ここで言う「欲求」とは、何かをしたい、と思うきっかけとなる心の状態とします。わかりやすく言うとドラえもんの歌の「あんなこといいな、できたらいいな」という心理状態です。Appleのプロダクトは、まさにこの部分にぴったりとはまるプロダクトを、戦略的に生み出しているのではないかと思います。

景気の良い時には、人々は「欲望」する対象を求めます。「欲望」が、今さしあたって必要は無いが、目の前に出されることによって喚起される「ああ、これいいかも」「欲しい」といった感情だとすれば、「欲求」とはもっと日常的で、私たちの心の中にすでにあり、しかし今は無い「何か」を求める気持ち、ではないでしょうか。

例えば携帯電話で通信をしている時、「パソコンのようにインターネットが見られればいいな」と思うのは自然な欲求で、それにぴったりはまるのがiPhoneです。さらにインターネットを見たら、「もっとマウスを使うように自然に見られたらいいな」と思い、iPhoneのインターフェースはそれに答えます。Appleはそのために最新のハードウェアの技術と、高度なプログラミングによるインターフェースを惜しげもなく投入します。私たちはその技術にはじめは驚いても、すぐに慣れてあたりまえのように使いこなすようになります。また、Appleのプロダクトのスタイリングを見てみると、無駄な装飾を極力省くことでどんな環境にも違和感無くスッと馴染むデザインになっています。一言で言うとシンプルなデザインです。しかし、工業製品の生産の知識が少しでもあれば、そのシンプルさの実現のために、過剰とも言える努力を費やしていることを理解するのは難しくないでしょう。

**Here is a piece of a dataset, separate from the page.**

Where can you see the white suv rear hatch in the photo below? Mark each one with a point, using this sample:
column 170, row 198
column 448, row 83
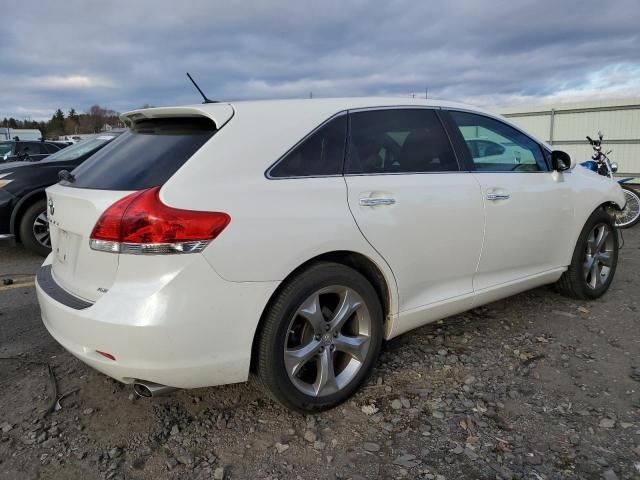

そしてそれらを決してユーザーに感じさせることはありません。

このようなプロダクトは、マーケティングをベースとした従来の商品開発の手法からは産まれ得ないものです。Appleのものづくりには、流行や年齢、性別、国籍を超えた、もっと本質的な、「こんなのあったらいいね」という、極めてシンプルで自然なユーザーの欲求に応えるという視点が、商品開発の初期段階から導入されているのはほぼ間違いないと思います。だからこそAppleの製品は多くのユーザーの支持を集めているのではないでしょうか。